Instead financial sanctions have been imposed on the Justice and Development party (AKP), which could have been disbanded and its politicians banned from political activity had the court ruled otherwise.
The party will reportedly lose half of its government funding.
A petition from chief prosecutor Abdurrahman Yalcinkaya listing the ways in which the party was breaking Turkey's secular foundations had led to the legal challenge.
According to initial reports the AKP narrowly avoided being banned, however. Six of the court's 11 judges voted in favour of such a move.

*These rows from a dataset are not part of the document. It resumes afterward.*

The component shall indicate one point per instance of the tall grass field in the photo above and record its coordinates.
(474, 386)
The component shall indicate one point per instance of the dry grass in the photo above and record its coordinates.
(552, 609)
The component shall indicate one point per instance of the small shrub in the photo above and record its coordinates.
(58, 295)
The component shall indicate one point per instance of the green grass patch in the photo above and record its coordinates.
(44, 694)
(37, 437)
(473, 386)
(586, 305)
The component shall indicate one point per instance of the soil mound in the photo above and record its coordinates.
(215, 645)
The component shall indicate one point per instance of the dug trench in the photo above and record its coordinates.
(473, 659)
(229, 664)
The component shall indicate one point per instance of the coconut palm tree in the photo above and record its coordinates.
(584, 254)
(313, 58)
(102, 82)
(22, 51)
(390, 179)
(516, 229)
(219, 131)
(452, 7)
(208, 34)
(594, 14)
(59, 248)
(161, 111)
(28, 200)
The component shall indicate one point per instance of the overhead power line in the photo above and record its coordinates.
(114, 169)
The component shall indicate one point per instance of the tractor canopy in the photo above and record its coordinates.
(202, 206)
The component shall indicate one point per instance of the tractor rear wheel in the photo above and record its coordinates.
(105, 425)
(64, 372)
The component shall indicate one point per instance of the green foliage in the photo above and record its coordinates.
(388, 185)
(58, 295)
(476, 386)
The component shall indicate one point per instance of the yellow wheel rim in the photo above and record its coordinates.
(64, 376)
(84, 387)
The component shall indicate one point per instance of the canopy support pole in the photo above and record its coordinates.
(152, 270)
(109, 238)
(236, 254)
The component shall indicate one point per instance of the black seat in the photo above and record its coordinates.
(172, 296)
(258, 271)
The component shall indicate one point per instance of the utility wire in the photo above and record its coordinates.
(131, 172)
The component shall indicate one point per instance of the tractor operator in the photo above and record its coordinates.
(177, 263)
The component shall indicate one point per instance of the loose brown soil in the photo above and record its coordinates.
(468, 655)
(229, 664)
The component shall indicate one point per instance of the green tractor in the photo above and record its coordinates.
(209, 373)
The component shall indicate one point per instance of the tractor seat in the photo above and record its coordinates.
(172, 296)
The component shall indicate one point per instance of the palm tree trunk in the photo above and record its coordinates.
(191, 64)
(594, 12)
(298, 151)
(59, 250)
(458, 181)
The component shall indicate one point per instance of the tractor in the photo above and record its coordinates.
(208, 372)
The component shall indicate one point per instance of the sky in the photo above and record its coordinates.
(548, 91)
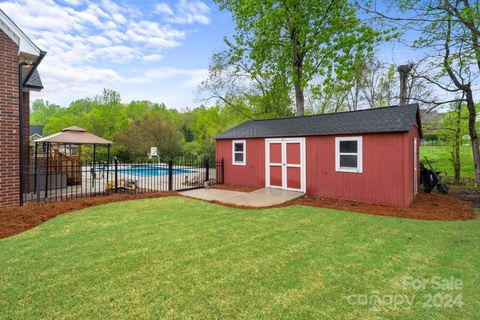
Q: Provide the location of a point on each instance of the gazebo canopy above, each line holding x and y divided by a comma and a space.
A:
74, 135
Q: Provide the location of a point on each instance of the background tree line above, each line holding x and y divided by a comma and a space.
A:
138, 125
290, 57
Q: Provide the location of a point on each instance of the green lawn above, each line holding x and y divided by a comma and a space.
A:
180, 258
440, 156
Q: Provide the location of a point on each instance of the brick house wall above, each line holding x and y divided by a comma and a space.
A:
9, 123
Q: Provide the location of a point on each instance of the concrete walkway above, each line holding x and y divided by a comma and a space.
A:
265, 197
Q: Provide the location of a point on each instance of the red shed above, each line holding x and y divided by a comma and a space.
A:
366, 156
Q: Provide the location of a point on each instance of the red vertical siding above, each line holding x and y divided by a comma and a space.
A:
387, 176
381, 181
253, 173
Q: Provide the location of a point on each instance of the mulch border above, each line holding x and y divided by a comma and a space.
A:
424, 207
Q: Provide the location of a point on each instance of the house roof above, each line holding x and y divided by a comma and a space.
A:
28, 52
36, 129
387, 119
25, 46
34, 82
74, 135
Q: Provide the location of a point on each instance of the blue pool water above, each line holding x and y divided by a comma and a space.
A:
145, 170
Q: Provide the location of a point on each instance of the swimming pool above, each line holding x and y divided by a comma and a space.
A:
145, 170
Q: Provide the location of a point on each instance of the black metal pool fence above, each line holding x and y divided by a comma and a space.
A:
50, 180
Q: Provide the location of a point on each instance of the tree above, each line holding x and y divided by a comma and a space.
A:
150, 131
250, 94
302, 39
41, 111
453, 127
449, 39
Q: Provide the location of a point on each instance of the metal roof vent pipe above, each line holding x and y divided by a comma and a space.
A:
404, 71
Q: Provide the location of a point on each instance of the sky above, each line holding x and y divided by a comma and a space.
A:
146, 50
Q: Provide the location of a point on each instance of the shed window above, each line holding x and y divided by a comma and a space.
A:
348, 154
239, 153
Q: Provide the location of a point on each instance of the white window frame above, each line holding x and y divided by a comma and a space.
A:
238, 163
359, 154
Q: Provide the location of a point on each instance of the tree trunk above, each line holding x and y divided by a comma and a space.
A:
472, 114
299, 99
297, 65
457, 140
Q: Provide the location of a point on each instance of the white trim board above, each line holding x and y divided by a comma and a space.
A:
25, 45
244, 162
359, 154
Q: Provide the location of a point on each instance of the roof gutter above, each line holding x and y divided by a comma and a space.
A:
35, 65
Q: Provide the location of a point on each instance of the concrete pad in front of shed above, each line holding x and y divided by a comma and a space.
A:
265, 197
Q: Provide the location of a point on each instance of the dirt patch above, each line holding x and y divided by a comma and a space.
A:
425, 207
232, 187
466, 194
16, 220
432, 206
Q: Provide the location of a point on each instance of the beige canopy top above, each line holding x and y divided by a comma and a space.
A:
74, 135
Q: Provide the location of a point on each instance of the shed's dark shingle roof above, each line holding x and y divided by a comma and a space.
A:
388, 119
36, 129
35, 81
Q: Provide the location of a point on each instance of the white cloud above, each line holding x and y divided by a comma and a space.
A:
163, 8
186, 12
89, 43
152, 57
191, 77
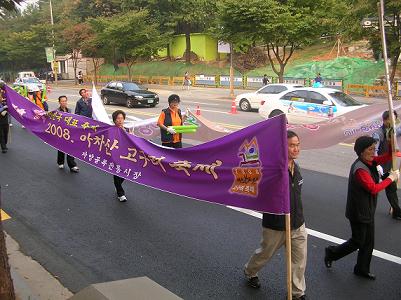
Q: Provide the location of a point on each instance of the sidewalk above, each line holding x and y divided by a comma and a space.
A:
31, 280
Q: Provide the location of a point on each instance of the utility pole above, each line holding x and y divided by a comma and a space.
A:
55, 68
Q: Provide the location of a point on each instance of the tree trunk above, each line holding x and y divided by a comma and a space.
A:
6, 282
187, 29
95, 66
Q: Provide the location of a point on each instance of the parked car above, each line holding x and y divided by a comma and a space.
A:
30, 83
253, 100
309, 105
128, 93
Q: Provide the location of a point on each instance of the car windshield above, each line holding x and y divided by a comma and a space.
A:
344, 100
130, 86
31, 80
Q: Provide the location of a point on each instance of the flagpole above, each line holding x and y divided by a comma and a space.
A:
387, 75
288, 255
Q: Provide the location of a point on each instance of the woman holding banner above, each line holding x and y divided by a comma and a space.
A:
363, 187
171, 116
273, 235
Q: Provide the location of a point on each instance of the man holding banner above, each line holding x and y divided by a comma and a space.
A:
273, 237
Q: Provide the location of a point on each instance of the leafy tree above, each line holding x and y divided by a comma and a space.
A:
368, 8
134, 35
74, 38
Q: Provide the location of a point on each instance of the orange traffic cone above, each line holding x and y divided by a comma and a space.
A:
233, 108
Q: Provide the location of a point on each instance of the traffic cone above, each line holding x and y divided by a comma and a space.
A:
233, 108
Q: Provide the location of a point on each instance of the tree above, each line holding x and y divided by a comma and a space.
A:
74, 38
133, 35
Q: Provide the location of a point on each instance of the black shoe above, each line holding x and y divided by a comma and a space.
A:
253, 282
327, 261
369, 276
303, 297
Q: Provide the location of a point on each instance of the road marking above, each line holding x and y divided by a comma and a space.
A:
4, 216
326, 237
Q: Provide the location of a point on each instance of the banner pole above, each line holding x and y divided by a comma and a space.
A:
389, 95
288, 255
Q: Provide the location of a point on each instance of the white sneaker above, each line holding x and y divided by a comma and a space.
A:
75, 169
122, 198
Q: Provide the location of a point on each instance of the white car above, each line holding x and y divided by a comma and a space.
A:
253, 100
309, 105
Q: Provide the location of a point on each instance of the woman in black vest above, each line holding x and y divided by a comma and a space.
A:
363, 187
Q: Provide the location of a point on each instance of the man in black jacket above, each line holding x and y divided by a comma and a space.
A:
274, 230
4, 123
84, 105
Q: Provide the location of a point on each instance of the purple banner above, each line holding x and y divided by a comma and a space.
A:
247, 169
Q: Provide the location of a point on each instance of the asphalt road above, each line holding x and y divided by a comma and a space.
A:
73, 225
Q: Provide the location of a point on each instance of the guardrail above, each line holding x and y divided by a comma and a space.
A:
205, 80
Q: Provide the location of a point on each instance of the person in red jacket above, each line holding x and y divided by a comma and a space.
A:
363, 187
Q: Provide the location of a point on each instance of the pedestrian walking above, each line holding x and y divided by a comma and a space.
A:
273, 234
4, 123
382, 138
61, 155
265, 80
171, 116
363, 187
118, 119
84, 104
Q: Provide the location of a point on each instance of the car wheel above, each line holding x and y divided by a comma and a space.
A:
245, 105
106, 101
275, 112
130, 102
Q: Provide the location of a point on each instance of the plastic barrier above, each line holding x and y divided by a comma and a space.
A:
225, 81
205, 80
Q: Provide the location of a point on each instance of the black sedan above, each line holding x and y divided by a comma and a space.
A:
129, 93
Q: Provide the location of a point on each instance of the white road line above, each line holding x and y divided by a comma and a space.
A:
327, 237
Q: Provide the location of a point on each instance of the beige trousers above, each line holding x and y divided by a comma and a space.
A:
272, 240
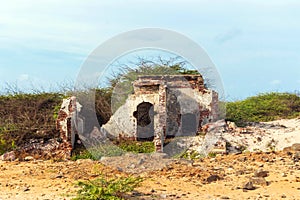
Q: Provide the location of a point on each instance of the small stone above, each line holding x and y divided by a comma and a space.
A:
25, 189
296, 147
283, 196
140, 161
259, 181
249, 186
213, 178
261, 173
224, 197
28, 158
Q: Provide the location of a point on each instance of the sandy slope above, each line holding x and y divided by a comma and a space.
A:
175, 179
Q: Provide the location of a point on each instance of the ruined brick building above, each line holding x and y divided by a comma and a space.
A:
164, 106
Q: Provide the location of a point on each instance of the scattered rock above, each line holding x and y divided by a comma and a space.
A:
295, 147
283, 196
26, 189
261, 173
9, 156
249, 186
29, 158
259, 181
224, 197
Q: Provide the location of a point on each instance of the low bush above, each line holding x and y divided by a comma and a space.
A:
106, 189
264, 107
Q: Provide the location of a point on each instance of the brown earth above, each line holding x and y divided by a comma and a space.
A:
277, 176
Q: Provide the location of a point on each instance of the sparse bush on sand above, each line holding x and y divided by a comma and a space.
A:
264, 107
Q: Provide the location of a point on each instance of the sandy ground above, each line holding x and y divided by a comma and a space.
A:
179, 180
223, 177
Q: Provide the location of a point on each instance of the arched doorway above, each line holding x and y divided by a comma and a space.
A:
189, 124
145, 121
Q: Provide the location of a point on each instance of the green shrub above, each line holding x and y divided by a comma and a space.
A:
190, 155
106, 189
137, 147
264, 107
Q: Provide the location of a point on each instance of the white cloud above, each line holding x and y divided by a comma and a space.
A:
275, 82
23, 77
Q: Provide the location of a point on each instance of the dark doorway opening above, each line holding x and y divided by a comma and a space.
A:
189, 125
145, 121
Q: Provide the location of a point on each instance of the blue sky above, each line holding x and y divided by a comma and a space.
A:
254, 44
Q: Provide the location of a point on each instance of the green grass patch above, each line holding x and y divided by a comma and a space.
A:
106, 189
137, 146
264, 107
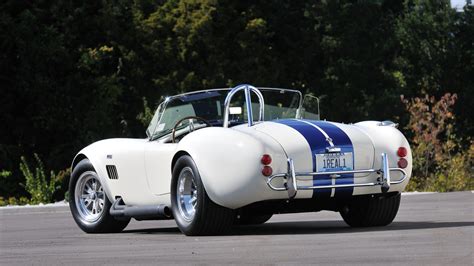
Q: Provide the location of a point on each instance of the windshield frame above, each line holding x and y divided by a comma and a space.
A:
163, 105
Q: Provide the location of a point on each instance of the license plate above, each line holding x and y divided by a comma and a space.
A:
340, 161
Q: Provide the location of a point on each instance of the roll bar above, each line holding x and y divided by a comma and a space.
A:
248, 102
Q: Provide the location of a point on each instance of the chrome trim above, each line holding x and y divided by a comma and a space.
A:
388, 123
292, 187
248, 89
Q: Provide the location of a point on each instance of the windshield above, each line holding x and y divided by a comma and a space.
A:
279, 104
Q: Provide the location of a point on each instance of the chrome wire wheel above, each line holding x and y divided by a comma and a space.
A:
186, 194
89, 197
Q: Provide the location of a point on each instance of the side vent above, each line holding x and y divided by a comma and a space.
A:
112, 171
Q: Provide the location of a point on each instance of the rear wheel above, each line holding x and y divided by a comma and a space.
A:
88, 202
379, 211
195, 213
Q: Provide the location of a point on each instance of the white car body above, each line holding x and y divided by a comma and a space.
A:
229, 162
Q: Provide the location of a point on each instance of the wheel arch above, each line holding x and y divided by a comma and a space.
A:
102, 175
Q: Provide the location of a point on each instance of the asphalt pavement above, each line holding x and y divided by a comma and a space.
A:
430, 229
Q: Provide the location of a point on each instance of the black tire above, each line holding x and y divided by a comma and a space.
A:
209, 218
248, 219
377, 211
105, 223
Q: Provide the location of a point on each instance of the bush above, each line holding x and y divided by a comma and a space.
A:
38, 185
440, 162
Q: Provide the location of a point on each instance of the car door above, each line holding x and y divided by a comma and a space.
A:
158, 157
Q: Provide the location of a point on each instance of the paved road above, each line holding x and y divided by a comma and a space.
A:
434, 229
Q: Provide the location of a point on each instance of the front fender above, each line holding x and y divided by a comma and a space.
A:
229, 164
93, 157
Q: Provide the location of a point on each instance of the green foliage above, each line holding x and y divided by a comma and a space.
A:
439, 161
38, 185
146, 115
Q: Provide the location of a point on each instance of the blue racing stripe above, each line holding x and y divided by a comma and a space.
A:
341, 140
317, 142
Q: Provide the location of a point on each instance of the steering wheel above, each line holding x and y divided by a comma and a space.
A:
208, 124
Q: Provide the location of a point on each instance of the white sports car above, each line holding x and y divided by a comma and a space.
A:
225, 157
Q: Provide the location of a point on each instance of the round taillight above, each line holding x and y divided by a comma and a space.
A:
267, 170
266, 159
402, 163
402, 152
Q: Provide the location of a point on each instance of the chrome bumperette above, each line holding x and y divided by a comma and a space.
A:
292, 186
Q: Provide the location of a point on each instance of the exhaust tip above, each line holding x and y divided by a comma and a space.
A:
167, 211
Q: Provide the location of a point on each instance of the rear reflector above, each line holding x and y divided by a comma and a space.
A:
267, 170
402, 163
402, 152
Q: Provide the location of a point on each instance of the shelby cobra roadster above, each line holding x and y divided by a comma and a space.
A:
223, 157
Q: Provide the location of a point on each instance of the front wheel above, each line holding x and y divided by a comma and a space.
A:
365, 212
88, 202
195, 213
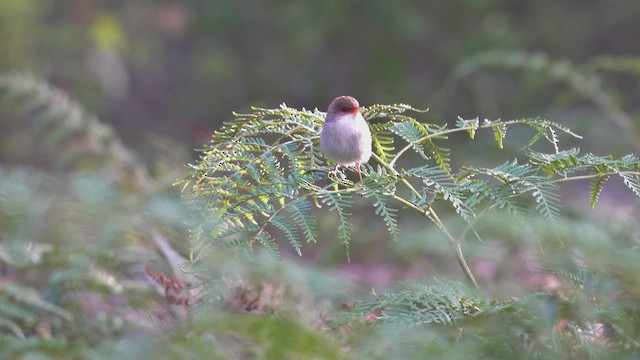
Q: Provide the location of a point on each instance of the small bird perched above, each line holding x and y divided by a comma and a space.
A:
345, 136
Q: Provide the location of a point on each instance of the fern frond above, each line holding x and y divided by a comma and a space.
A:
596, 188
499, 132
415, 304
380, 194
300, 212
340, 202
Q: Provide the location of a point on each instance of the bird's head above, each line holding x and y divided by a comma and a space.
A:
341, 106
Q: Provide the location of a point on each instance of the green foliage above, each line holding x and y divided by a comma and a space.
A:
261, 173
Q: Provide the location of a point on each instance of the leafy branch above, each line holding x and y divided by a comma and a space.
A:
262, 173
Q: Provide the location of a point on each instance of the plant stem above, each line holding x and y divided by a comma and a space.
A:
430, 215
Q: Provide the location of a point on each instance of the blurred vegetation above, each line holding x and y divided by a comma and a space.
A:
101, 104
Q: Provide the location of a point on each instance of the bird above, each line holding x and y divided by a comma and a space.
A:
345, 137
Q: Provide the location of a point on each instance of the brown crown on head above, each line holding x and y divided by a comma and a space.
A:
344, 104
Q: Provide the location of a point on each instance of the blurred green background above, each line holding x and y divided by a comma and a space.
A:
178, 69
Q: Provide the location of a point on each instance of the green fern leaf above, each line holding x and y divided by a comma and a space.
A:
373, 188
499, 132
289, 229
339, 202
300, 212
596, 188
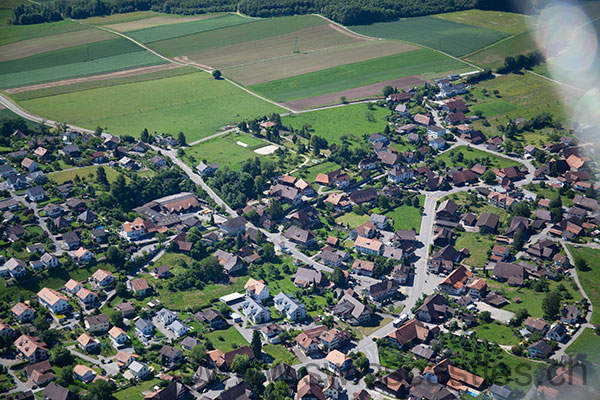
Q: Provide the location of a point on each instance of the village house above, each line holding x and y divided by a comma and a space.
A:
289, 307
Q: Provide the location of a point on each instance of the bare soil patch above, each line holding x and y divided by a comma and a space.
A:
112, 75
363, 92
154, 21
31, 47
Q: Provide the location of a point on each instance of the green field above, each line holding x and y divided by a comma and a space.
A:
477, 244
280, 354
225, 151
15, 33
61, 177
590, 280
498, 333
76, 87
254, 30
171, 31
194, 103
480, 156
509, 23
587, 343
493, 108
309, 174
529, 94
226, 339
79, 69
70, 55
333, 123
529, 298
358, 74
450, 37
493, 56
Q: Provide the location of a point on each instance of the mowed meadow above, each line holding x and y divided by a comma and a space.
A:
84, 73
194, 103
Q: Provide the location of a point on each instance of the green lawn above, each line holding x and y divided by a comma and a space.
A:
448, 36
530, 299
493, 56
349, 76
549, 192
226, 339
493, 107
61, 177
477, 244
498, 333
15, 33
225, 150
339, 123
193, 103
590, 280
478, 156
309, 174
180, 300
530, 95
509, 23
280, 354
171, 31
406, 217
587, 343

Seven were required for the ban to be approved.
The AKP won a landslide victory in snap general elections last year after the Turkish parliament backed its choice of president, Abdullah Gul, on grounds of their religious policies.
Critics, including many within Turkey's secular elite, have voiced concerns about the popular Islamic policies followed by the AKP since that victory.
Its support for the removal of a ban on headscarves for women at university earlier this year was seen as clear evidence of its preference for reintroducing an Islamist agenda into mainstream politics.
Such tensions led to the current case, which the constitutional court began considering on Monday. Had a ban been approved 71 party officials including Mr Gul and prime minister Recep Tayyip Erdogan, would have been barred from public office for a five-year period.
Fadi Hakura, associate fellow at Chatham House, told inthenews the party had fundamentally changed its direction since the 2007 victory.
"The clash with the secular establishment was inevitable," Mr Hakura argues. "And therefore you see now the political mess emerge and that's where Turkey is now."
Commenting on the announcement, foreign secretary David Miliband described it as a "cause for celebration for Turkey's friends".
"The fact the court chose not to close the AKP means Turkey can follow a more democratic and European path," he added.
"This case has been a distraction from the political, economic and constitutional reforms that Turkey needs to modernise for EU membership. The priority now should be to focus on these reforms."